Lastly, the final regulations retain the rule that requires separate accounting for the Roth contribution from the time it is contributed to the time it is distributed.

Roth Deferrals Same as Pre-tax   The final regulations retain the requirement that Roth contributions must satisfy the requirements applicable to any other elective contributions made under a 401(k) plan.  This means that Roth contributions must be treated the same as pre-tax contributions with regard to the:

  • 100% immediate vesting requirement;

  • Actual deferral percentage test (ADP test) of section 401(k)(3);

  • Ability to make catch-up contributions;

  • Ability to serve as the basis for a participant loan;

  • Required minimum distributions;

  • Frequency of contribution elections;

  • Automatic enrollment provision of the plan (to the extent which default contributions are pre-tax or Roth);

  • Rollover the Roth account into another plan as described in §402A(e)(1) or a Roth IRA;

  • Automatic direct rollover requirements of the plan;

  • Correction methods that may be used when a plan fails to satisfy the ADP or ACP test for a year.  Ordering rules for the two money types: The final regulations retain the rule in the proposed regulations that permits an HCE (highly compensated employee) to elect whether excess contributions are attributable to pre-tax or Roth contributions.  However, there is no requirement that a plan provide this choice to the HCE.  The plan may provide for ordering rules with regard to such refunds that are necessary as a result of the test failure; and

  • Distribution of excess contributions are not includible in gross income to the extent that it represents a distribution of the Roth contribution (the contribution "basis") whereas income allocable to the contribution is includible in gross income.

Issues NOT Addressed

The final regulations do not provide guidance with respect to the taxation of distributions from a Roth 401(k) account.  These rules will be provided in the proposed regulations under §402A which are to be issued in the near future.

Effective Date

"Section 402A is effective for an employee's taxable years beginning after December 31, 2005.  These regulations have the same effective date as the regulations under section 401(k) that they are amending. Thus, these final regulations are generally applicable to plan years beginning on or after January 1, 2006.  If a plan is applying the section 401(k) regulations as of an earlier effective date (as provided under those regulations), to the extent that section 402A is effective, that same early effective date applies to these regulations.  For a plan that has an effective date for the section 401(k) regulations that is after the effective date of section 402A (either an employer that does not have a calendar year plan or a plan established pursuant to a collective bargaining agreement that has a delayed effective date for the section 401(k) regulations), the employer may rely on these regulations prior to the effective date of the final section 401(k) regulations for the plan, even if the plan does not otherwise implement the section 401(k) regulations earlier than required."

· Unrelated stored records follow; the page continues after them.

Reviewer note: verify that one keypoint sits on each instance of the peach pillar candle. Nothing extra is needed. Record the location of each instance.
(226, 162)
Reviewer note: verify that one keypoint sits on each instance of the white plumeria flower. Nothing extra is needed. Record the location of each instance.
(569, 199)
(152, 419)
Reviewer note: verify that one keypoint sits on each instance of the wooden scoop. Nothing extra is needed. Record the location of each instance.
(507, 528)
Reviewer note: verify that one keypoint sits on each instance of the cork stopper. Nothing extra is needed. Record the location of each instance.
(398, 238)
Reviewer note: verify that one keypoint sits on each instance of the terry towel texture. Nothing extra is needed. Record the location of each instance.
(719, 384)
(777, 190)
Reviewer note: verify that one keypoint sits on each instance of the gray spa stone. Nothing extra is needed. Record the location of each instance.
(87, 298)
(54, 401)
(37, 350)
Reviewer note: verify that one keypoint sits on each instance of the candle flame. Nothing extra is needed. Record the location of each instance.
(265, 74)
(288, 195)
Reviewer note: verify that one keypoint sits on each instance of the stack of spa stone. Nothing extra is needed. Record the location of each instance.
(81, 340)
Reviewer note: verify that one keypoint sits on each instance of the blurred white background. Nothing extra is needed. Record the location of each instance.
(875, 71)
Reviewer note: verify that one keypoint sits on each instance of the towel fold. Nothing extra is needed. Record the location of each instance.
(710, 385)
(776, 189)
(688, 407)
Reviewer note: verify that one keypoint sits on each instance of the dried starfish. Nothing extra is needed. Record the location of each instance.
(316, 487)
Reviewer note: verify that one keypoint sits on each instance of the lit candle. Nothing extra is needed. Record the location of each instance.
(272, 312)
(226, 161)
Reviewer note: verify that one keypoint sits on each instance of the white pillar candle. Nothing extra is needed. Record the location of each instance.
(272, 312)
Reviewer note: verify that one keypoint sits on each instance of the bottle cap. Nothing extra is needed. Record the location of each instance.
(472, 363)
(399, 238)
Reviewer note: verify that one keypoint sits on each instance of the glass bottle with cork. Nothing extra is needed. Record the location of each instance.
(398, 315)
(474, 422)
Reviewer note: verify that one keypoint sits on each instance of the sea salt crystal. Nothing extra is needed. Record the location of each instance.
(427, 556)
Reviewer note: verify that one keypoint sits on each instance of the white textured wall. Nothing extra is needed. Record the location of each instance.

EGTRRA Sunset  The regulations do not provide rules for applying the EGTRRA sunset provision, which state that the Roth option will not apply to taxable, plan, or limitation years beginning after December 31, 2010.  Therefore, absent the repeal of the sunset provision, additional guidance is required to clarify its application.

Closing Commentary  Those employers and plan service providers who sat on the fence awaiting these regulations may be surprised at the outcome.  As Shakespeare might comment: "There's been much ado about nothing!" in that the final regulations bring no surprises or substantive changes to any of the proposed rules. 

We stated our position on these "open" issues long ago by interpreting the law in good faith.  Now that we all can all agree that the rules will evolve as needed (as they always do), we can get down to the task at hand...  Assisting participants with the important decision relative to whether the Roth option is beneficial for their individual needs.